The General Assembly was of similar mind, as shown by its enactment within a few months after the announcement of Fellhauer of the Water Right Determination and Administration Act of 1969. Sections 37-92-101 et seq., C.R.S.1973. This Act authorized the adoption by the State Engineer of rules and regulations in connection with the state's policy "to integrate the appropriation, use, and administration of underground water tributary to a stream with the use of surface water in such a way as to maximize the beneficial use of all of the waters of this state." Section 37-92-102(1), C.R.S.1973. See Section 37-92-501, C.R.S.1973.

Acting under Fellhauer and the 1969 Act, the State Engineer on July 14, 1969 promulgated rules and regulations relating to ground water tributary to the South Platte River. These were to be in effect from August 8, 1969 to October 15, 1969. They *295 divided the alluvium into three zones, A, B and C. Zone A was that area in which the initial effect from well withdrawal occurred at the surface stream from zero to ten days after commencement of withdrawal. Zone B was the area in which such initial effect occurred from ten to thirty days; and Zone C that area in which the initial effect occurred from thirty to seventy-five days. The regulations provided that the Division Engineer could not "regulate" (i. e., shutdown) any well for more than three out of any seven days. Regulation of wells in Zone C was to cease September 1, 1969; in Zone B on September 25, 1969; and in Zone A on October 10, 1969.

The water court having jurisdiction ruled that the regulations were null and void in that, among other things, they were unconstitutionally unreasonable and vague, were discriminatory, arbitrary and capricious, and were contrary to law. We reversed and upheld the regulations. Kuiper v. Well Owners Conservation Association, 176 Colo. 119, 490 P.2d 268 (1971).

In the instant case, the State Engineer contends that the Amendment was proper under Kuiper v. Well Owners Conservation Association, supra.

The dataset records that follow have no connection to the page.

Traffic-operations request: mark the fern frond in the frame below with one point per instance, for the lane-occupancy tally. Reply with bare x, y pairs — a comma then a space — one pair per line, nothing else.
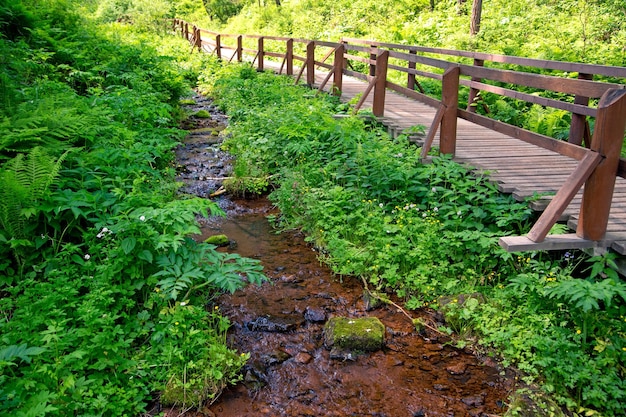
23, 182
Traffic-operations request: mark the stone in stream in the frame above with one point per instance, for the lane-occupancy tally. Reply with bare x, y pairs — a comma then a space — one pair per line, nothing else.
364, 334
314, 315
217, 240
273, 324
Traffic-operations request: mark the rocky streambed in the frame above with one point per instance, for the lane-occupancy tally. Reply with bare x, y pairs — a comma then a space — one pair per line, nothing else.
293, 369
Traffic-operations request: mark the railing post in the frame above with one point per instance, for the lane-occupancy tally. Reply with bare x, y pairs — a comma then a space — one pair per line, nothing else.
579, 128
239, 48
378, 107
198, 43
218, 46
338, 71
261, 55
373, 57
289, 57
471, 107
410, 83
310, 63
450, 101
607, 141
345, 59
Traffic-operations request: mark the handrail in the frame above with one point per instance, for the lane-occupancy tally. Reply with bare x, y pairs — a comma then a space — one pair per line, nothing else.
598, 165
606, 70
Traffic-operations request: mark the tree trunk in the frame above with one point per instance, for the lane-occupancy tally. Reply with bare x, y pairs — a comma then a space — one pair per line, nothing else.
477, 8
459, 7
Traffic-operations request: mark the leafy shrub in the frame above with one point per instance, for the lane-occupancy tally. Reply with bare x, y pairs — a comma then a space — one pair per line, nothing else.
103, 294
428, 233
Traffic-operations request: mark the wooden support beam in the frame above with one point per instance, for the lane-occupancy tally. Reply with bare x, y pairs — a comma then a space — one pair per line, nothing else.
552, 242
261, 55
218, 46
607, 140
338, 70
366, 93
450, 100
239, 48
289, 57
378, 108
428, 142
373, 63
310, 63
564, 196
410, 82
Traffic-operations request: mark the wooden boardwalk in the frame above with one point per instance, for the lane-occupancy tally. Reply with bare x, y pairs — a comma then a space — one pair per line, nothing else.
527, 165
519, 168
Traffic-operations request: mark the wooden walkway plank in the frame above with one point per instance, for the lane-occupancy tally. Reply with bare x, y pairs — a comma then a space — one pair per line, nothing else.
519, 168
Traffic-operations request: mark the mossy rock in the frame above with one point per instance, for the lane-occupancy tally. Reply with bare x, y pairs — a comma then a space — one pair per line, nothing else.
202, 114
366, 334
217, 240
533, 403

The consolidated trial of the issues raised by the several protests to the Amendment consumed fifteen days in March, May and October, 1975. The transcript of record consists of 4682 folios, plus volumes upon volumes of exhibit-studies and mountainous other exhibits. Nearly a year was consumed in the completion of the transcript of the record, preparation and submission of proposed findings, conclusions and decree, and preparation and submission of briefs. Oral arguments were made to the water court on October 28 and 29, 1976. Its Findings of Fact, Conclusion of Law and Judgment and Decree, 93 folios in length, were entered on December 1, 1976.

On the appeal here, the last brief was filed on November 21, 1977 and the case was orally argued before us on January 25, 1978. We have spent considerable time since oral argument grappling with the many issues presented to us. We have been obliged to conclude that the posture of the case and nature of the evidence are such that several of the issues presented should not be determined in this case. These determinations must await evidence of more complete hydrological research in the basin and further presentations in court.

The purpose of the State Engineer in adopting the Amendment was to protect decreed rights to surface water against encroachment by wells. This is not, however, a case in which surface appropriators generally are pitted against well owners. A substantial part of the farm ground water users also have surface water rights and they use the surface water and ground water conjunctively for irrigation.

One study admitted in evidence states that there are annually a total of 4,200,000 acre-feet of surface water rights in the basin with only an average annual surface supply of 700,000 acre-feet. As mentioned, there is in evidence that in 1972 there were withdrawals of over 200,000 acre-feet from wells.